Dans le but d’assurer une survie à cette conception du métier ont été réunis sur le stand de la Différence les éditeurs que celle-ci diffuse en librairie (L’Amandier, L’Arachnéen, Cénomane, Chèvrefeuille étoilée, Diabase, Le Lampion, Le Mot fou, La Part commune, Le Temps des cerises, Unes et bientôt Christophe Lucquin) pour faire sens, ensemble, avec des livres qui ont du sens. Et c’est pour cette raison qu’un lien s’est noué avec chacun d’eux, plus confiant et chaleureux que jamais. Les périls sont là, bien entendu, les quolibets aussi et les équilibres économiques sont difficiles à trouver mais, au moins, sur le stand de La Différence, il y avait entre tous une atmosphère qui redonnait espoir à chacun qu’un autre rapport au monde fût peut-être possible.
En ce mois d’avril reparaît à La Différence, Les Violons brûlés d’Agnès Verlet, roman publié en 2006 qui éclaire son dernier livre, sorti il y a quelques semaines en librairie, Le Bouclier d’Alexandre. L’énigme et le secret sont au cœur des deux livres. Dans Les Violons brûlés, la maison à vendre « Folie de bourgeois marseillais » acquise sur un coup de tête par un couple, va agir sur l’un et l’autre de façon morbide : l’homme veut la reconstruire et l’aménager dans un délire obsessionnel, la femme, connaître l’histoire des anciens propriétaires au point de se laisser envoûter par le passé qui peu à peu livre ses ténèbres. Marseille est au centre et la Camargue aussi avec ses camps de gitans…

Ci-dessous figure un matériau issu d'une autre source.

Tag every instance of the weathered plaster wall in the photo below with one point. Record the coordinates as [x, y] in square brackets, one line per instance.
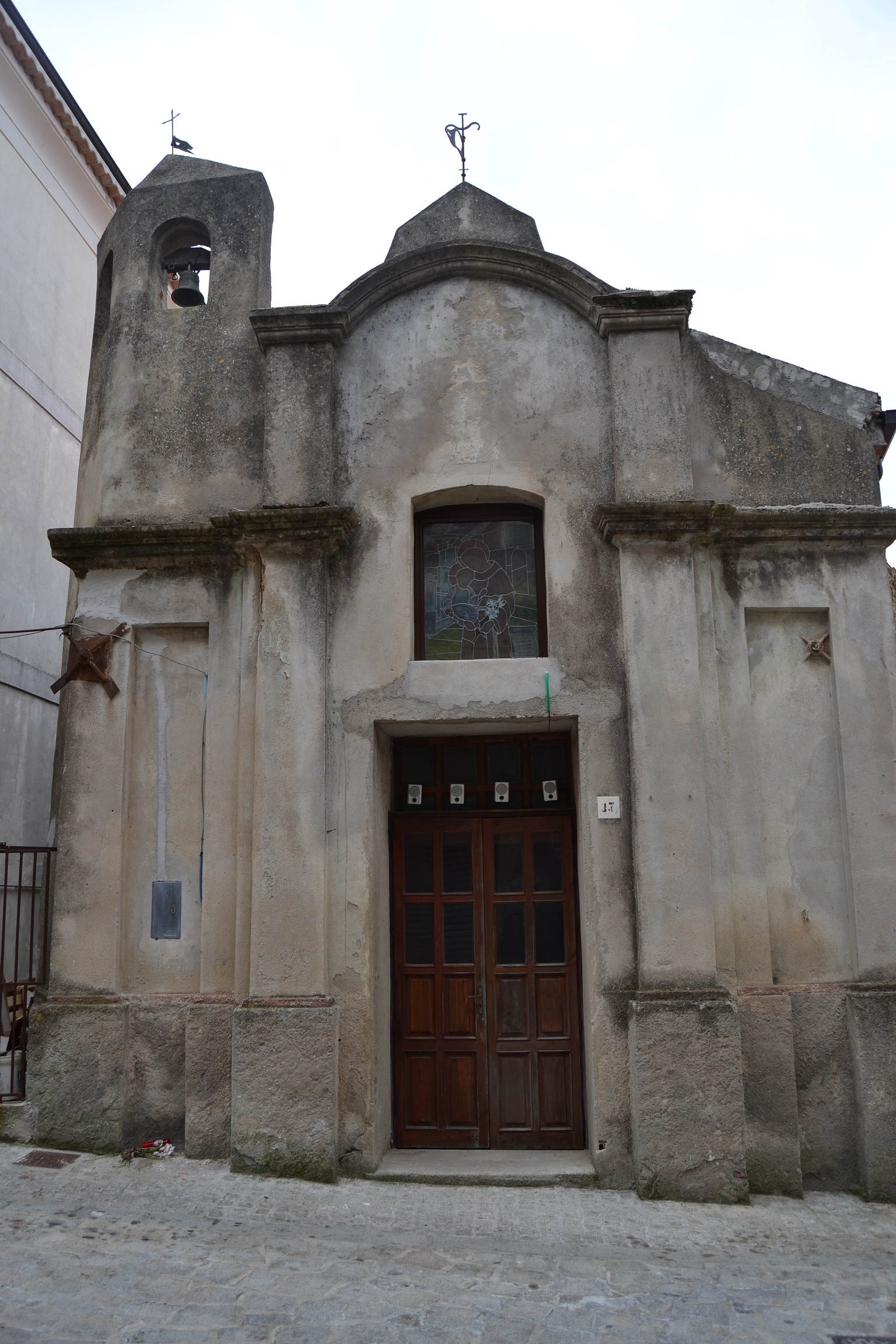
[54, 211]
[166, 807]
[446, 394]
[764, 432]
[675, 662]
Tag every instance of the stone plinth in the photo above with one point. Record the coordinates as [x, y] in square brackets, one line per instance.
[207, 1080]
[687, 1098]
[872, 1038]
[284, 1090]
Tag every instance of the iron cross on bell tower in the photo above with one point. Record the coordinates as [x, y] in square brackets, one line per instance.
[459, 134]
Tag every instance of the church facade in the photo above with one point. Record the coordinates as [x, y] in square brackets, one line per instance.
[500, 742]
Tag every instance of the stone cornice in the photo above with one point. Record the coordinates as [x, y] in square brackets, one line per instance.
[550, 275]
[218, 541]
[856, 524]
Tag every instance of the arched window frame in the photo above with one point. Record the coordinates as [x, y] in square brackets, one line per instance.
[471, 514]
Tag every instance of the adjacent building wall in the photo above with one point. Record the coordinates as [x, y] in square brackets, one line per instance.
[54, 210]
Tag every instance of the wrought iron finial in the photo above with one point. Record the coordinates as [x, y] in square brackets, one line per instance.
[175, 143]
[456, 134]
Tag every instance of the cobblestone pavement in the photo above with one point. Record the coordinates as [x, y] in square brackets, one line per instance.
[175, 1252]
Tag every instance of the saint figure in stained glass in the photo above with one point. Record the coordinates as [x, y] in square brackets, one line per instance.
[480, 589]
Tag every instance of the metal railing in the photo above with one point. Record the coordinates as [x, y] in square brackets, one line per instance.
[24, 953]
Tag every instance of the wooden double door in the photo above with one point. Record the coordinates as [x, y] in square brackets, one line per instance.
[485, 974]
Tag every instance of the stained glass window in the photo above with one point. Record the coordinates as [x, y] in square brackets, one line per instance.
[480, 580]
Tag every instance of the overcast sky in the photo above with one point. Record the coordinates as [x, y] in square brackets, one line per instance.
[744, 151]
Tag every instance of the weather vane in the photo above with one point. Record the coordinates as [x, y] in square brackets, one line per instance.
[175, 143]
[459, 134]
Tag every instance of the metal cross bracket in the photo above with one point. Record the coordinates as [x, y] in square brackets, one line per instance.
[817, 647]
[89, 660]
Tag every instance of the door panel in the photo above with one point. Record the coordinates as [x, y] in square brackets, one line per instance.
[419, 1097]
[513, 1093]
[530, 925]
[511, 1007]
[485, 954]
[440, 982]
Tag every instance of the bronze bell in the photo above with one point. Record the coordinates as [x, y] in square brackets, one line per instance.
[188, 295]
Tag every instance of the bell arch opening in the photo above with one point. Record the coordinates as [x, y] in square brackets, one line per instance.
[183, 269]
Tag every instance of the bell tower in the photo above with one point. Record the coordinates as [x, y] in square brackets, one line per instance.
[174, 425]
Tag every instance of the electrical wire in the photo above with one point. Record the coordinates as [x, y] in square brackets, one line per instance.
[120, 639]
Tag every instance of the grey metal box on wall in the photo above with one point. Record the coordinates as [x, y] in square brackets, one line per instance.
[166, 909]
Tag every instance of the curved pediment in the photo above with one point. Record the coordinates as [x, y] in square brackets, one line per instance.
[468, 233]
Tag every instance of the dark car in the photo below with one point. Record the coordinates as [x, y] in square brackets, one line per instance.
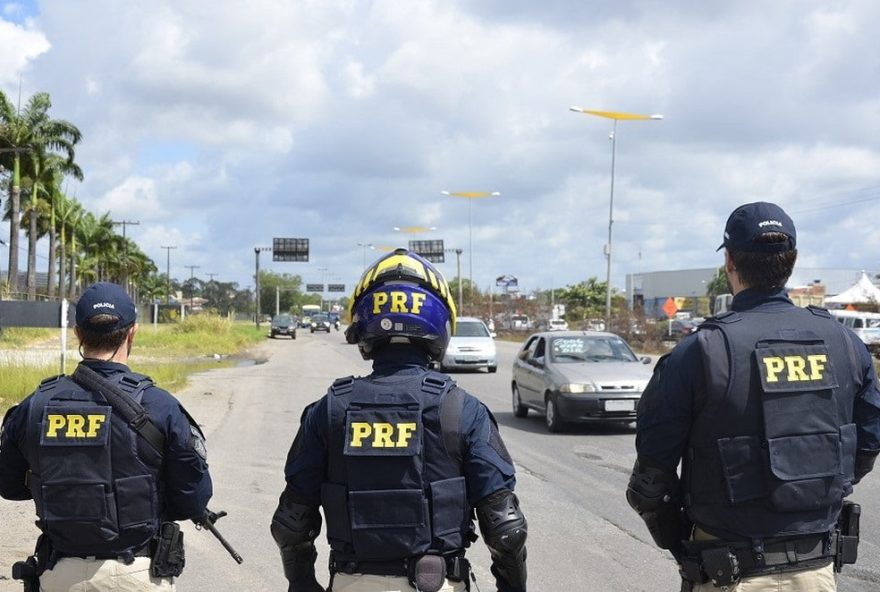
[320, 322]
[578, 376]
[283, 324]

Pour les enfants, le troisième tome des aventures du Fantôme qui pète, par Wiaz, Le Fantôme et les petits prouts, sort le 23 avril en librairie. Wiaz, le talentueux dessinateur, est aussi le mari de Régine Deforges, qui vient de mourir. Nous avons tous de la peine à La Différence. C’était une femme libre et belle.